“I revived the passion I always felt when I started playing again,” she said. Since then, it has been like a second life.
Today Dr. Jiji, who lives with her 93-year-old husband in an Upper East Side townhouse, can be found playing most Fridays with other amateurs and friends in two musical groups, a trio and a string quartet, at the 92nd Street Y. She’s also a part of the Y’s annual musical performance. In 2007 she self-published her first book, “Cello Playing for Music Lovers,” which is sold on Amazon in more than 20 countries. (The following interview has been edited and condensed.)
What made you return to music after all these years?
Brooklyn College gave me companions and socialization with other teachers and students. I felt important socially. When I retired, I lost that. I felt empty and needed to replace that loss and community. I wanted to meet people in the neighborhood.

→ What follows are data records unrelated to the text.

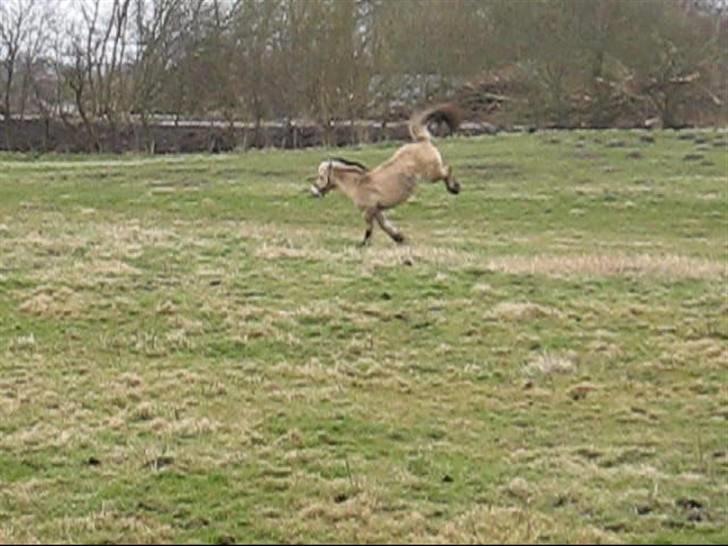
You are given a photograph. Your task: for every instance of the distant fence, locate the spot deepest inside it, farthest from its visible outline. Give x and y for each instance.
(161, 137)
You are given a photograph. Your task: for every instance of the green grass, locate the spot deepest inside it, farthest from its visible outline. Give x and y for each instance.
(195, 350)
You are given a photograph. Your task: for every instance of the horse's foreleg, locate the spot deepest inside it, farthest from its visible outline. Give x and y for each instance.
(389, 228)
(452, 185)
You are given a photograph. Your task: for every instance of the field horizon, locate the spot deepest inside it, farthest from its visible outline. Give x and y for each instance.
(195, 350)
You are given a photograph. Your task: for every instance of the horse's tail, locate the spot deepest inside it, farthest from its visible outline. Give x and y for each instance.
(449, 113)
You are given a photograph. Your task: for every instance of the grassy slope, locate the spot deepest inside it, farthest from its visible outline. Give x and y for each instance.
(194, 350)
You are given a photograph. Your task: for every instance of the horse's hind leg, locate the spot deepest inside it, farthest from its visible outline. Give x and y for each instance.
(389, 228)
(452, 185)
(369, 219)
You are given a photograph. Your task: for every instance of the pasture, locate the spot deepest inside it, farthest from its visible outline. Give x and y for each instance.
(194, 349)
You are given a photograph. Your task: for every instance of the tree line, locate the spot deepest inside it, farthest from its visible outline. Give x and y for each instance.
(115, 62)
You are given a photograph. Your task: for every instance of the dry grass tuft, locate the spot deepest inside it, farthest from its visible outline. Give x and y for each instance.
(549, 364)
(517, 311)
(607, 265)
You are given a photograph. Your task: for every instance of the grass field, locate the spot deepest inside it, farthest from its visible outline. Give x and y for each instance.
(193, 349)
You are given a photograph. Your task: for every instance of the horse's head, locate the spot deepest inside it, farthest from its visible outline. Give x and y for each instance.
(333, 172)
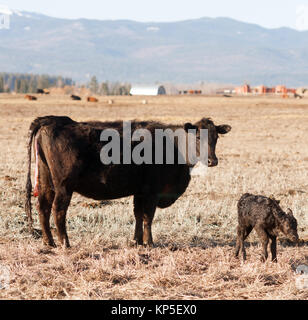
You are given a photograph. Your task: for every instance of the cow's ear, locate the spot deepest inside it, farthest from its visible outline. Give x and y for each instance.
(189, 126)
(223, 129)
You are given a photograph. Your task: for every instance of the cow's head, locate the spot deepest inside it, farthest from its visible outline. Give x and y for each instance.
(213, 134)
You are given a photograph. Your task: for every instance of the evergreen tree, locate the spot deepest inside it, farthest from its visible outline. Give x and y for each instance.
(93, 86)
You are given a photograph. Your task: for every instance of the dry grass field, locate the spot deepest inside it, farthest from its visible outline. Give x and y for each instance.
(265, 153)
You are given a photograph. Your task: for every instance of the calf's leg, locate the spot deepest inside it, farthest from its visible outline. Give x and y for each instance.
(264, 240)
(144, 209)
(138, 212)
(274, 247)
(242, 234)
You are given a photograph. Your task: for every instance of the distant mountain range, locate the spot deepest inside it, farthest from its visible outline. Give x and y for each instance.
(207, 49)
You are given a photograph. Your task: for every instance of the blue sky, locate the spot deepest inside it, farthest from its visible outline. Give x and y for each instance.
(267, 13)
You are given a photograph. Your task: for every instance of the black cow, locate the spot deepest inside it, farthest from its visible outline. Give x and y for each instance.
(68, 160)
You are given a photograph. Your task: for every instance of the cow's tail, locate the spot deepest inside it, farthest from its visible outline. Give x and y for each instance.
(34, 128)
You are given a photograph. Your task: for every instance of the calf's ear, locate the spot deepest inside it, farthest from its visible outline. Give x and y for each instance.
(189, 126)
(223, 129)
(290, 212)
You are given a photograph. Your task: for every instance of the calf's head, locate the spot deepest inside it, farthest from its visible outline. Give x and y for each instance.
(213, 132)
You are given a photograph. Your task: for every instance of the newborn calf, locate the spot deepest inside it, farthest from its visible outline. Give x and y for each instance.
(265, 215)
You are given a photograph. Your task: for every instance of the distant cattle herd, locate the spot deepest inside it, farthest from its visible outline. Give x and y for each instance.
(45, 91)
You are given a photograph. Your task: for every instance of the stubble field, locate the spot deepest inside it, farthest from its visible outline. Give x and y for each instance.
(265, 153)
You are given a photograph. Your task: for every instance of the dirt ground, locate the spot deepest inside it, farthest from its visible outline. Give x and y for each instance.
(265, 153)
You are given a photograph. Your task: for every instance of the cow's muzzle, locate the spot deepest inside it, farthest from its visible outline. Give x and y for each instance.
(212, 162)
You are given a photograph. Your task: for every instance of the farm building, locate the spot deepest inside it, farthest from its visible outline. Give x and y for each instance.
(245, 89)
(147, 90)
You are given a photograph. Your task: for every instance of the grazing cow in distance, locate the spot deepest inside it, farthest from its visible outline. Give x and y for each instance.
(31, 98)
(67, 160)
(267, 218)
(92, 99)
(77, 98)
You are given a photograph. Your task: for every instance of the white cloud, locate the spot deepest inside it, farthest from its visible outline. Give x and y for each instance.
(302, 17)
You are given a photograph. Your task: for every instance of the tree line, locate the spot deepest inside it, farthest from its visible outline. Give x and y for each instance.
(29, 83)
(109, 88)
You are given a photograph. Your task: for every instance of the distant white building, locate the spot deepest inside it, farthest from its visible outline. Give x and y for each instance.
(147, 90)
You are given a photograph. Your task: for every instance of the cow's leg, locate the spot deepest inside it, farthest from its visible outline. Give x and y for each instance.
(138, 212)
(60, 206)
(149, 208)
(45, 199)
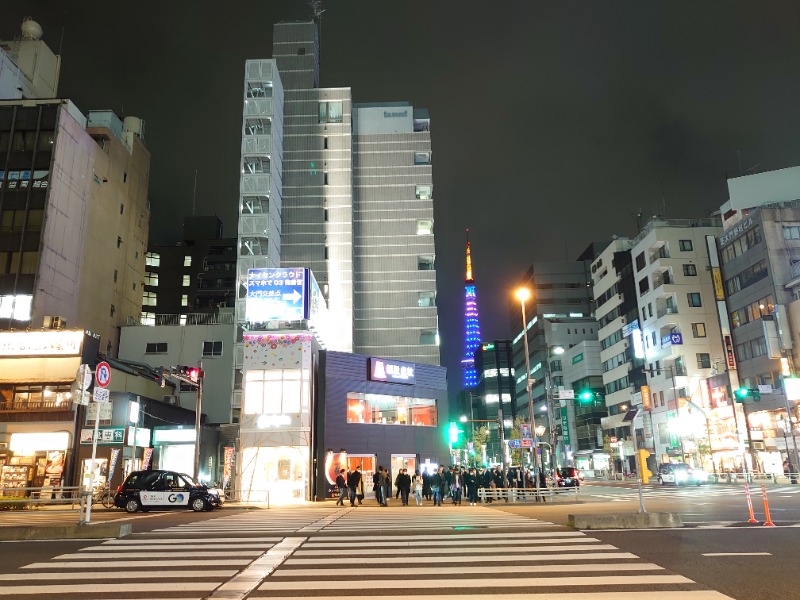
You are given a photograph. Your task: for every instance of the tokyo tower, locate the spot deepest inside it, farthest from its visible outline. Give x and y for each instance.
(472, 328)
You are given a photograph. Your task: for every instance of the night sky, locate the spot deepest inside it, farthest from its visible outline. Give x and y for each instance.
(553, 124)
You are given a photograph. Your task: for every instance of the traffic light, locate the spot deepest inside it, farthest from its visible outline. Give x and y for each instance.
(645, 472)
(743, 393)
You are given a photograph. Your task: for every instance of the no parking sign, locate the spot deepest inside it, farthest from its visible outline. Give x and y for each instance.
(102, 374)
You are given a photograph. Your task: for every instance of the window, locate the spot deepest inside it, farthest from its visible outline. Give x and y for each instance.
(423, 192)
(644, 286)
(149, 299)
(425, 263)
(426, 299)
(427, 337)
(424, 226)
(422, 158)
(212, 349)
(391, 410)
(276, 392)
(330, 112)
(254, 246)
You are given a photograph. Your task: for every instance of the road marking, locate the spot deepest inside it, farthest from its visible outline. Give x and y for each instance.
(737, 554)
(323, 573)
(273, 585)
(245, 582)
(472, 558)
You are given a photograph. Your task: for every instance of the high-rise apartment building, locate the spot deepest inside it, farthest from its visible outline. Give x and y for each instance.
(317, 207)
(682, 343)
(394, 279)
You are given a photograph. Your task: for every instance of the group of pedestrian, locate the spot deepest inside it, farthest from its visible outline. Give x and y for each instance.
(454, 483)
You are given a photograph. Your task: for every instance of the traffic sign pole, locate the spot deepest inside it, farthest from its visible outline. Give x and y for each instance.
(102, 378)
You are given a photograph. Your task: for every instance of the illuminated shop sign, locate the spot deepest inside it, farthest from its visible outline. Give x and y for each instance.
(391, 370)
(41, 343)
(276, 295)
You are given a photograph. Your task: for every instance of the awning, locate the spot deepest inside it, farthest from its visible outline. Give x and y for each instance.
(614, 421)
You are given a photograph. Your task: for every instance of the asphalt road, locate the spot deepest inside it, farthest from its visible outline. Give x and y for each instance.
(506, 550)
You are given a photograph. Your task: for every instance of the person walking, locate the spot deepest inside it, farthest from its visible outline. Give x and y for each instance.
(438, 486)
(457, 486)
(384, 485)
(405, 486)
(471, 484)
(416, 483)
(341, 487)
(353, 483)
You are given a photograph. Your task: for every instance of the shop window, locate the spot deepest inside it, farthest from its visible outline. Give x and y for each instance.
(212, 348)
(391, 410)
(156, 348)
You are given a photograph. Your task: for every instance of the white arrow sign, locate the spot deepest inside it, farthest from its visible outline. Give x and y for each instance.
(295, 296)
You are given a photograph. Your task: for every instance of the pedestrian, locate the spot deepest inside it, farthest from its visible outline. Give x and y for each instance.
(438, 483)
(471, 484)
(543, 484)
(384, 485)
(417, 485)
(457, 486)
(405, 487)
(341, 487)
(360, 488)
(376, 485)
(398, 483)
(353, 483)
(426, 485)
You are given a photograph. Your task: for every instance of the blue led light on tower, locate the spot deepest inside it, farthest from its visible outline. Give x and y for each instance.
(472, 328)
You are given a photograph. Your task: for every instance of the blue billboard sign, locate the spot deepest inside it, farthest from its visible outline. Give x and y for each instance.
(275, 294)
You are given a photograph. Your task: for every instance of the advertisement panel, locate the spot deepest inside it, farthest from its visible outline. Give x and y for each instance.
(276, 295)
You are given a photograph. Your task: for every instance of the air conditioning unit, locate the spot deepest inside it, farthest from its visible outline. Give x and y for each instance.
(51, 322)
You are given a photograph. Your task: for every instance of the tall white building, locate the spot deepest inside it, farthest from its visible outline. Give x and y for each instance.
(395, 313)
(679, 327)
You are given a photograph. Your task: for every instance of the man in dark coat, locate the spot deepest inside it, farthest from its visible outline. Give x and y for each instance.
(353, 482)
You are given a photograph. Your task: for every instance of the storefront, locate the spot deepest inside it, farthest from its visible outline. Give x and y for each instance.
(377, 412)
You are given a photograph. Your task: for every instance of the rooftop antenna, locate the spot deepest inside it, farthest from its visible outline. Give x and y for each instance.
(194, 195)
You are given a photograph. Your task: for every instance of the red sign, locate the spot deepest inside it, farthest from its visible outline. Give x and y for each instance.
(102, 374)
(646, 402)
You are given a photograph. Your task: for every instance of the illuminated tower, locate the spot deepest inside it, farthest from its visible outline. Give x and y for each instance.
(472, 328)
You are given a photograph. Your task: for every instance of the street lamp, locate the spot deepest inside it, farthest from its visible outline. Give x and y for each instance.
(522, 295)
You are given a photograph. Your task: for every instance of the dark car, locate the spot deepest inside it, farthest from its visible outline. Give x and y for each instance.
(158, 489)
(567, 477)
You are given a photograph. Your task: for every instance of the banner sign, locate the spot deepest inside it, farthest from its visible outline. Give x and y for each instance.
(148, 456)
(228, 468)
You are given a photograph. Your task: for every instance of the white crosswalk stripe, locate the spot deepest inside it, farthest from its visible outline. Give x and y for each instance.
(531, 564)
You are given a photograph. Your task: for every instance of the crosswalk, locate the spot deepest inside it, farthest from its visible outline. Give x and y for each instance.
(440, 552)
(692, 492)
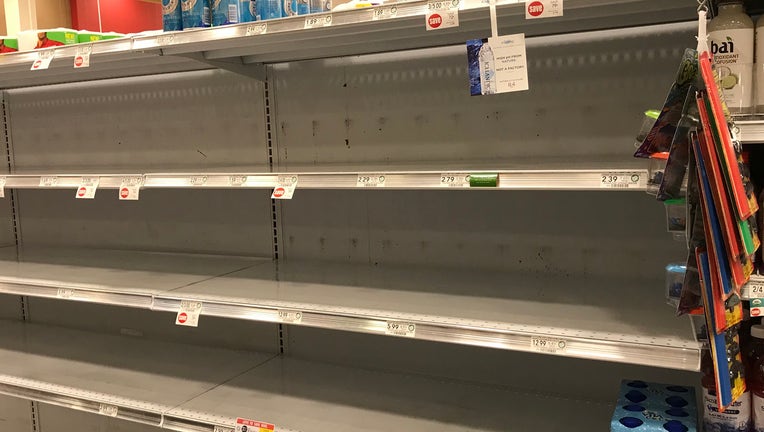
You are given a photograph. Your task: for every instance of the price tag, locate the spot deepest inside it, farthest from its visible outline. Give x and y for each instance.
(632, 180)
(399, 328)
(542, 8)
(290, 317)
(384, 12)
(87, 188)
(548, 345)
(285, 187)
(371, 180)
(167, 39)
(48, 181)
(454, 180)
(130, 188)
(442, 14)
(188, 314)
(43, 60)
(757, 306)
(197, 180)
(247, 425)
(754, 288)
(108, 410)
(65, 293)
(237, 180)
(82, 56)
(259, 28)
(318, 21)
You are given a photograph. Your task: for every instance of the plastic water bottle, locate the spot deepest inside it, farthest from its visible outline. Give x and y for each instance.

How did you feel about retiring?
I thought my life was over; it wasn’t. I had to find a different road. I thought about the road I took when I was younger, and the one I didn’t take because I was a wife and a mother of four and had a career. I thought about the road I didn’t travel — one filled with music — and realized I should take that road now. I couldn’t take both at the same time. The one I took became my life. I went back to the fork and took the other road to see where it would take me.
How did you know where to start?
I’m a half a block away from the 92nd Street Y. I walked in and asked about classes; they had a creative music class for people over 60 and told me to just show up. I thought I would have to take a test, but I didn’t. I was at the piano, seated next to an instructor who said, “Let’s see how you play,” when someone walked in carrying a cello. I couldn’t believe it. I asked if I could play it and I fell in love with the instrument instantly.